Зимой 86-го - страница 4

Шрифт
Интервал


– Разрешите о личном, товарищ капитан? – спросил он, поворачиваясь к Лебедеву.

Тот усмехнулся. Говоря «разрешите о личном», Валера Крюков, или как его за глаза в части называли Капитан Крюк, обычно просил разрешения просто поболтать. Он был человеком – одним из немногих, – кто питал к Лебедеву какую-то особую любовь, не свойственную для рядового по отношению к командиру. Да, в иной ситуации, в бою, или при непосредственной службе бок о бок, такое отношение еще можно было объяснить. Но в ситуации, когда видишь капитана только когда нужно его куда-то отвезти, привязанность шофера конкретно к этому капитану не могла не удивить.

– Любишь ты поболтать, Валера, – Лебедев шмыгнул носом. – Ну, давай о личном.

– Как у вас дела-то? – шофер смотрел то на дорогу, то на капитана. – Едете, лица на вас нету. Случилось чего?

– Да нет, не случилось, – Лебедев пожал плечами. – Пока что все нормально.

– Ааа… а то едете так грустно, уж, думаю, не на поминки ли.

– Типун тебе на язык, Валера, – Лебедев бросил на шофера быстрый осуждающий взгляд и снова отвернулся. – Все у меня нормально, к сослуживцу еду бывшему, он с Афгана сегодня ночью вернулся. А то, что грустный еду… воспоминания о службе с ним не особо приятные были.

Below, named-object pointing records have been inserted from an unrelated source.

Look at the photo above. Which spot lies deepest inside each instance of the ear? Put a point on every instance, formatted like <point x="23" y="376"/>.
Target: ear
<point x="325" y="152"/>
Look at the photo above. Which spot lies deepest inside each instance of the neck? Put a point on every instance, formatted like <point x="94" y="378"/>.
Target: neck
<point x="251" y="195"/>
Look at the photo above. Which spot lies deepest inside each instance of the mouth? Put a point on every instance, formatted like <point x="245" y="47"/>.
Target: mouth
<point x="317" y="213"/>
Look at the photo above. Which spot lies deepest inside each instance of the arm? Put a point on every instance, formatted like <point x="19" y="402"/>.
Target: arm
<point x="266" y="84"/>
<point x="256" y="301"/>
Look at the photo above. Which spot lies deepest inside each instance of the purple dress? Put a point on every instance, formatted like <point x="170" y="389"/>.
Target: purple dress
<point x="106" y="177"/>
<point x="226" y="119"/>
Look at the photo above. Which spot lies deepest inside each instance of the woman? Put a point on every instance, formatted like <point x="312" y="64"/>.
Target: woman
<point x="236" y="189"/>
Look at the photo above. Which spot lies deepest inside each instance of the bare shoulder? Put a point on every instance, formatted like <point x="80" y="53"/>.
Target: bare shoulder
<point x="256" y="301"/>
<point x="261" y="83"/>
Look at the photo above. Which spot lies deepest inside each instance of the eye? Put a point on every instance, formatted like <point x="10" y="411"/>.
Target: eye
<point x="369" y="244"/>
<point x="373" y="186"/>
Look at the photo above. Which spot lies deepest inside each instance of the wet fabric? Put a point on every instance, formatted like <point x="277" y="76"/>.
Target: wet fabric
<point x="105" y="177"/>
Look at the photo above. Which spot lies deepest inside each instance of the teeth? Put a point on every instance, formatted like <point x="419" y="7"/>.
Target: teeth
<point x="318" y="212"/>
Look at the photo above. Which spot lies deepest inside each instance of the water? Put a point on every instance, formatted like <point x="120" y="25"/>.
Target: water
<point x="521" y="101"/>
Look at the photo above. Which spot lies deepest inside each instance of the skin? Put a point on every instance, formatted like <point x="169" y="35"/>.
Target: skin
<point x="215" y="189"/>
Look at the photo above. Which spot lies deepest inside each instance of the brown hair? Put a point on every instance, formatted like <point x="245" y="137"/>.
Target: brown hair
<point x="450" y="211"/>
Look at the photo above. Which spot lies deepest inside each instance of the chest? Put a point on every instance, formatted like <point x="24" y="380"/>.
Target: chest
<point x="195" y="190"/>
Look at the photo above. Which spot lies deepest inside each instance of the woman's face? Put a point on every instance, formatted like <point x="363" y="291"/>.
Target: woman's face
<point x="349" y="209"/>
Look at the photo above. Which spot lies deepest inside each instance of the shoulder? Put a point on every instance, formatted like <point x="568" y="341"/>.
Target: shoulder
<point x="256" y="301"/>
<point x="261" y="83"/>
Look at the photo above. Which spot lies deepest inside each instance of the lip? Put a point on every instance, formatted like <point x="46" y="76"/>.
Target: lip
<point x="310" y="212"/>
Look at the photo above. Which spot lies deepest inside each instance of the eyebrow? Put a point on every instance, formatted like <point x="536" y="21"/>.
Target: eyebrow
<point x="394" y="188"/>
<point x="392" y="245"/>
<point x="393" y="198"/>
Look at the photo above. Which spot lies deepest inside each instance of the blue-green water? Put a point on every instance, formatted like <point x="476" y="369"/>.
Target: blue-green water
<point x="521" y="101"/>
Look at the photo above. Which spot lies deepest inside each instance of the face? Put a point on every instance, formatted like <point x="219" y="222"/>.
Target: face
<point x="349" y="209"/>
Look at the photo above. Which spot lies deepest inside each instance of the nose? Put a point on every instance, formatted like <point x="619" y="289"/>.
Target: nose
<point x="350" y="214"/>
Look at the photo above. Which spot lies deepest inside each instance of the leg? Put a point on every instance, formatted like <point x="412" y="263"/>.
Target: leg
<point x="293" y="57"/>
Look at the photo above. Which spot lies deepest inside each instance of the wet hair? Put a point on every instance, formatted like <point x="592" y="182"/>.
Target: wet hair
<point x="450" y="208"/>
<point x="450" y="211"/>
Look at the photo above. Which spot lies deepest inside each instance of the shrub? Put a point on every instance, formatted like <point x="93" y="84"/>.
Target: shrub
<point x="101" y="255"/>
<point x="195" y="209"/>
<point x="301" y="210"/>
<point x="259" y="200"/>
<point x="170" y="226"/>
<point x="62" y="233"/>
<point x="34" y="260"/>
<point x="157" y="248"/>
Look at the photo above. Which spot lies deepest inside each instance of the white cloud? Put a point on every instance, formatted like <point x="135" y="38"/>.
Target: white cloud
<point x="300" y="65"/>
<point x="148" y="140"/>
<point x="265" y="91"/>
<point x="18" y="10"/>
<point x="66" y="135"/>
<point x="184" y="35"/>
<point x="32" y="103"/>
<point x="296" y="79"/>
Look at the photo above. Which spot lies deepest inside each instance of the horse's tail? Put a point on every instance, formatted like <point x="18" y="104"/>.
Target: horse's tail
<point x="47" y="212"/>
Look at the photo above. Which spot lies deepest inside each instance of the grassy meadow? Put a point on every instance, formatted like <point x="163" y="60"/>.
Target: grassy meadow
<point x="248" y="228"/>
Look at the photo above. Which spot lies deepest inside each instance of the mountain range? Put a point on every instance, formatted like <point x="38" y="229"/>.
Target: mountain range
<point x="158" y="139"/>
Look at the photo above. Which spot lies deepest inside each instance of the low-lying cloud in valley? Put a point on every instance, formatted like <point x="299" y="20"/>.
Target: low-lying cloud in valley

– Что ж вы к нему тогда едете, если воспоминания с ним плохие были? – непонимающе спросил шофер. – Таких людей обычно забывают, как только так сразу.

– Нет, человек он хороший, – Лебедев протер глаза. – А воспоминания это я в принципе говорю, о службе тогдашней.

– А, ну тогда другое дело, – Валера кивнул, уже понимающе. – А что за воспоминания? Поделиться не хотите?

– Нет, не хочу, – отрезал Лебедев. – Такие воспоминания даже мельком вспоминать больно, не то что говорить о них.

Валера пожал плечами, мол, как знаете, товарищ капитан. А ведь ему, то есть Лебедеву, действительно было виднее, рассказывать о своих похождениях в Афганистане или умалчивать о них. Как и многие другие он предпочитал умалчивать, не рассказывать, особенно гражданским людям. Те, кто сидел все время здесь и не бывал там, не могут понять, что такого там происходило, что об этом стараются не говорить. Часто из-за такого настроя человека его могут просто упрекнуть во лжи, мол, не был ты ни в каком Афганистане, а если и был, то сидел где-нибудь в штабе, писарем был и казенную тушенку ел. А вот тот, кто был там, а не сидел здесь, такого себе позволить не могли. Для них наоборот тяжелое молчание говорило о том, что ты там именно был, и не писарем в штабе при казенной тушенке, а самым, что ни на есть солдатом, который видел столько, что простому человеку и в страшном сне увидеть не придется. Для таких, бывших там, сослуживец, с охотой рассказывающий и ярко описывающий, вызывает больше сомнений. Либо он тот, кто в штабе сидел, либо тот, кому ужасы все по боку были, выжил и радуется, а об остальном думает с простотой – главное, что не меня.